Niat Beli Bubur Ayam Favorit, Tantri Kotak ‘Sesak’ Sedih Dengar Pengakuan Ketakutan Sang Penjual
instagram/tantrisyalindri
Selebriti

Tantri Kotak dibuat nyesek saat mendengar keluh kesah sang penjual yang takut akan hal ini saat ia dan suami datang niat membeli bubur ayam favorit, sang vokalis: sesak.

WowKeren - Tantri Kotak baru-baru ini membagikan sebuah kisah yang begitu menyentuh tentang kondisi pandemi saat ini. Khususnya aturan PPKM yang begitu berdampak pada masyarakat kalangan menengah ke bawah, salah satunya para pedagang kaki lima.

Hal ini disampaikan Tantri sembari mengunggah foto candid saat ia berada di depan gerobak bubur ayam favoritnya. Tantri terlihat berdiri dengan sang suami menunggu pesanannya. Melalui unggahan itu, Tantri meluapkan unek-uneknya.

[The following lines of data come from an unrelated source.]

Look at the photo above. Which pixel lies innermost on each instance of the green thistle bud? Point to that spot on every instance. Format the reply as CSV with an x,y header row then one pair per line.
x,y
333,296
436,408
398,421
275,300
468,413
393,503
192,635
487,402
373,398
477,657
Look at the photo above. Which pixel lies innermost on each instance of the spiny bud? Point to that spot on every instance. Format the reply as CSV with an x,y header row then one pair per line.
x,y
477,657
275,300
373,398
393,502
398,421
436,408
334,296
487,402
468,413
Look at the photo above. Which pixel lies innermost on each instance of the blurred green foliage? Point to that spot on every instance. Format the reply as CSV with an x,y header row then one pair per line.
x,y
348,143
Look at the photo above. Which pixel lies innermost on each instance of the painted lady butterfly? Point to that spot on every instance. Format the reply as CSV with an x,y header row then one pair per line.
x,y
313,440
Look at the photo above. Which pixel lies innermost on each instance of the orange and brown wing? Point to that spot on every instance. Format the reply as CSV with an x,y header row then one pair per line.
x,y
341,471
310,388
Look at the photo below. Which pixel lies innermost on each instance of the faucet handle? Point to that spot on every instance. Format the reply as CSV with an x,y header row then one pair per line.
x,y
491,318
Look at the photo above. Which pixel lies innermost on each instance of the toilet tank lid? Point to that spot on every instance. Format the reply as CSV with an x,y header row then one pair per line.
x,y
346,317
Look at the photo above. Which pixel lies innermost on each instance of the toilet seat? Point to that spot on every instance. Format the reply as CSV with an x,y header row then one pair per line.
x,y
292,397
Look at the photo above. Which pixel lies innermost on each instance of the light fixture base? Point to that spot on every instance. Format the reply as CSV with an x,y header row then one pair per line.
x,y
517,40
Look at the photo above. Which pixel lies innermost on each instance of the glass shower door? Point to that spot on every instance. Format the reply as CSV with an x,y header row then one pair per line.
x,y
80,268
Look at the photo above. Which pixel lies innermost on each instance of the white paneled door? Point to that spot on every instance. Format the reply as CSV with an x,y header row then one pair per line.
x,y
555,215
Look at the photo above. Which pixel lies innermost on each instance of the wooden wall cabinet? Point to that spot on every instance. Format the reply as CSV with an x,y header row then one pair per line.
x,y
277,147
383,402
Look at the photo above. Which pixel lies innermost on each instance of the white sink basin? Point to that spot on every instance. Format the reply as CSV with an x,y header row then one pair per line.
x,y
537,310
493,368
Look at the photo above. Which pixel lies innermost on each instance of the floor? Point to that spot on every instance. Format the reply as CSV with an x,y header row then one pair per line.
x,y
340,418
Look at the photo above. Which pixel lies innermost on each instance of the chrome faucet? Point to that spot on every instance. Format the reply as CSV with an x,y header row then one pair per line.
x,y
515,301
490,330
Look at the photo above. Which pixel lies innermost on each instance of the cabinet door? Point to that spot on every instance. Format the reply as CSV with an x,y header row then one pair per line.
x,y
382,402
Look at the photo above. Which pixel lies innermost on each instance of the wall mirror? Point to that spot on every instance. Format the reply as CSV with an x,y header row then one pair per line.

Tantri yang prihatin mengaku kasihan dengan nasib para pedagang kaki lima yang terkena dampak aturan PPKM saat ini. Hal ini rupanya ia rasakan berkaca pada masa lalu dan pengalaman pribadinya dulu yang pernah merasakan susahnya menjadi pedagang.

Kesedihan Tantri seolah semakin berlipat ganda saat ia mendatangi penjual bubur ayam favoritnya. Pasalnya saat ia datang, Tantri melihat sang penjual tengah terburu-buru membereskan dagangannya. Saat itu lah Tantri yang berniat membeli mengaku langsung “sesak” mendengar pengakuan sang penjual.


Bagaimana tidak meski tengah kedatangan pembeli yakni Tantri dan suami, sang penjual justru mengaku ketakutan. Pedagang bubur favorit Tantri ini rupanya takut jika tak segera tutup maka dagangannya akan terkena razia PPKM.

Semalam jam 20.45 saya cari bubur ayam favorit, mereka tergesa2 mau nutup dagangannya pdahal buburnya masih BANYAK BGT! Ada kalimat yang bikin saya sesak, ‘maaf mba saya harus tutup takut diambil gerobaknya saya ga bisa jualan besok’ duuhhhh!” cerita Tantri.

Vokalis cantik ini pun berharap jika keluh kesah pedagang seperti penjual bubur ini terdengar. Salah satunya dengan cara aparat agar lebih baik lagi saat mendisiplinkan para pedagang. “Semoga para aparat yang juga bekerja di lapangan untuk mendisiplinkan punya cara yang lebih elegan karena kita sama2 berjuang. Semangat para pencari rejeki,” tandasnya.

Sebelumnya Tantri sendiri tak hanya bercerita soal masa lalu tapi juga bersuara perihal aturan PPKM yang diberlakukan saat ini. Ia menilai jika larangan pedagang berjualan di jam malam terasa kurang pas. Alih-alih Tantri menyarankan jika para pembeli yang seharusnya diedukasi agar lebih disiplin tak membuat kerumunan saat membeli di pedagang kaki lima.

Saya ngerasain banget susahnya jadi pedagang, pendapatan yang fluktuatif, buang makanan sisa klo ga laku, dan pernah buntung daripada untung. Melihat kondisi saat ini yang berjuang untuk dpt upah harian tapi harus menutup dagangan mereka di jam malam, dimana banyak orang yang suka makan malam rasanya kurang pas, saya jarang bersuara untuk hal ini, tapi saya tergelitik untuk mengungkapkan perasaan saya,” ujar Tantri Kotak. “Yang salah bukan dagangannya, mereka berjuang mencari nafkah untuk keluarga, hanya tinggal mengedukasi orang yang beli tanpa harus makan di tempat mungkin lebih tepat dibanding harus menutup dagangan karena terlihat ada kerumunan. Take away, ojek online bisa membantu dagangan mereka bahkan tetap bisa membantu ekonomi para ojol.

Unggahan Tantri pun direspons positif oleh banyak netizen yang sepakat dengan pendapatnya. Mereka berharap nasib para pedagang yang terkena imbas PPKM mendapatkan perhatian dari pemerintah.